Construction employment varies from project to project and workers must be hired for each project. Unionized construction companies are currently forced to hire half of their carpenters from a list of out-of-work union workers.
The Association of Wall, Ceiling, and Carpentry Industries wants to do away with this so that they can hire any union worker they want, in order to avoid union activists and hire less militant union workers. Many workers join a construction union because of the promise that they can easily be hired through the union hiring hall or out-of-work lists. Doing away with the union hiring hall would dramatically weaken the power and appeal of construction unions: Instead of the union being a source of hiring, the construction companies would have the sole ability to determine who is hired.
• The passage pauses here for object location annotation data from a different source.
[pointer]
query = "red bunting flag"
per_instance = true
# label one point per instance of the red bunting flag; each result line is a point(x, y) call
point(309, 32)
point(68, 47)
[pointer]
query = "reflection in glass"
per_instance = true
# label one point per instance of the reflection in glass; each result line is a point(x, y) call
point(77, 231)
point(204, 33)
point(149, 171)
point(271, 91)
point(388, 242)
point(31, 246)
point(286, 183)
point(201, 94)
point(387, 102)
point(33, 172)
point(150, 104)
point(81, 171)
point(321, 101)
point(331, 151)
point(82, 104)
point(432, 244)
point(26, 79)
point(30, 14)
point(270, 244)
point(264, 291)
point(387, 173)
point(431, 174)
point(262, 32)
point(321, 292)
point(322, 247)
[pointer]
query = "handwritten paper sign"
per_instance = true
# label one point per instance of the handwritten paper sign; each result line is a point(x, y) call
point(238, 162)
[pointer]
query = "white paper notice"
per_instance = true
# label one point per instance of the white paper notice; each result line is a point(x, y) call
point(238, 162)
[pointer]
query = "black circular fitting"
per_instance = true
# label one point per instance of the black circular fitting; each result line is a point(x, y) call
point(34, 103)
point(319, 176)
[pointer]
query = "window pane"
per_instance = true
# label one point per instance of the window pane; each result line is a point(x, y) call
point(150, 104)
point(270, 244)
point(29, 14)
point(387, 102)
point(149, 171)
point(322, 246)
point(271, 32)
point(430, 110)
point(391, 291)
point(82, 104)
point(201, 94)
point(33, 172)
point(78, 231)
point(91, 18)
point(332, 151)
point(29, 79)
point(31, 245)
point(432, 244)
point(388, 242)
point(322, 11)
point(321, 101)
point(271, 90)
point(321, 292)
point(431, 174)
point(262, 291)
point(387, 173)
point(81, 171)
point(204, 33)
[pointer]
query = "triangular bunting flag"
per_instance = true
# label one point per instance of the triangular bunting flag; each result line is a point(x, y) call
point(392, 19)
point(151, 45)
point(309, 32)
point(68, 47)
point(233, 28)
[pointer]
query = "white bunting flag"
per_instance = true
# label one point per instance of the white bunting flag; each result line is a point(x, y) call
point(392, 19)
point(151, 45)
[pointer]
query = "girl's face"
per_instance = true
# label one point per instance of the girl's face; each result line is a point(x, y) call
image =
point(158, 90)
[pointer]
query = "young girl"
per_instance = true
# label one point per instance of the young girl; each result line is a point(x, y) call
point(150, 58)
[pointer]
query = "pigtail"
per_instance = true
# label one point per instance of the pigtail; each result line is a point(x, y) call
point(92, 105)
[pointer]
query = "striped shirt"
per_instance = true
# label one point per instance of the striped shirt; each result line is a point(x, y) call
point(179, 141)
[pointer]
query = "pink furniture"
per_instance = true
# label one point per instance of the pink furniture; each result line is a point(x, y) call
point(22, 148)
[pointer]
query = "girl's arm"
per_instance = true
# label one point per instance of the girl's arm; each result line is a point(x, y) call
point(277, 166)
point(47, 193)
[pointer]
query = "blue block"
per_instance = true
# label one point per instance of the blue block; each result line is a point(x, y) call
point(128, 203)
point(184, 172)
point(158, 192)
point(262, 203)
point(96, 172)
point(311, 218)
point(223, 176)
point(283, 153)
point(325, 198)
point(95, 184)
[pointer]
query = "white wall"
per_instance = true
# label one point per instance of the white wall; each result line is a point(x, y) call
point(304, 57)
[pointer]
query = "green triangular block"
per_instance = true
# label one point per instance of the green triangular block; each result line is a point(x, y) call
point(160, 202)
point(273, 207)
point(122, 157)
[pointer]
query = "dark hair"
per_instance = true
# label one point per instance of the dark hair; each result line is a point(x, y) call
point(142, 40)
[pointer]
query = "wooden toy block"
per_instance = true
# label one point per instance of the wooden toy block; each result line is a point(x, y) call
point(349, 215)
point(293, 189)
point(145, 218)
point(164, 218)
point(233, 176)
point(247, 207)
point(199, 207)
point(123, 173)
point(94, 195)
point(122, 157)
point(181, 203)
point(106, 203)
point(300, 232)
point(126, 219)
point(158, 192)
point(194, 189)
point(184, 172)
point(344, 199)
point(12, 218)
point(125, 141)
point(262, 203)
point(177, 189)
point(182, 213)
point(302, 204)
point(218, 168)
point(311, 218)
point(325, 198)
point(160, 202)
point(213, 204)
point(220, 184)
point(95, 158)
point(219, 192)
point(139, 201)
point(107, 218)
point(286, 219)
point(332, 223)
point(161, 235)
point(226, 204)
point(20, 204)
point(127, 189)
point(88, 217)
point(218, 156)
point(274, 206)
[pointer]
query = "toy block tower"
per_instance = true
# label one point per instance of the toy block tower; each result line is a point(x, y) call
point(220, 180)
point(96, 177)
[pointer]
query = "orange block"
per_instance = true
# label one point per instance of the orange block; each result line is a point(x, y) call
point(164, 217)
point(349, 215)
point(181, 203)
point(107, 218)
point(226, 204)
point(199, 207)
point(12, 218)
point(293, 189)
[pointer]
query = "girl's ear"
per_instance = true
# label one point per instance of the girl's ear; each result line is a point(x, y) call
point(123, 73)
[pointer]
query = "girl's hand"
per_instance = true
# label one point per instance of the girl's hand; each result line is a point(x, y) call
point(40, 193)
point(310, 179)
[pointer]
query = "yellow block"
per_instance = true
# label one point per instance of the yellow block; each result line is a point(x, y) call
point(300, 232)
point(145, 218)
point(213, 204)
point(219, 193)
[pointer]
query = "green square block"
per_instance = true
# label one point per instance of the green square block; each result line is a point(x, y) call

With deadlines for both strikes set to expire within a day of each other, the cement workers and carpenters could effectively halt construction throughout the city if their demands are not met. Cement workers and carpenters are essential to any construction project, and such projects would not be able to continue operating without these two unions working. In addition, many unionized construction workers from other trades would refuse to cross the picket lines of carpenters and cement workers; thus it is possible that New York City could see the first city-wide construction strike in decades.
“It’s possible that we might have the first city-wide strike in 80 years,” said Gregory A. Butler, a 20-year long member of Carpenters Local 157. “It’s been the worst since the early 1970s. Approximately 40 percent of construction workers are out of work, and now they are trying to make giant demands on us and we are getting to take it.”
As unions across the country are increasingly being asked for major concessions that threaten their viability as collective bargaining agents, many unions are faced with a choice: Either fight back, or risk extinction as effective agents of collective bargaining.
“Militant action is consistent with the practices of the New York City Building Trades,” says Butler. “There is a reason we as construction unions have survived in New York City when other unions in the private sector like the United Auto Workers have disintegrated. It’s because we take action when faced with unreasonable demands.”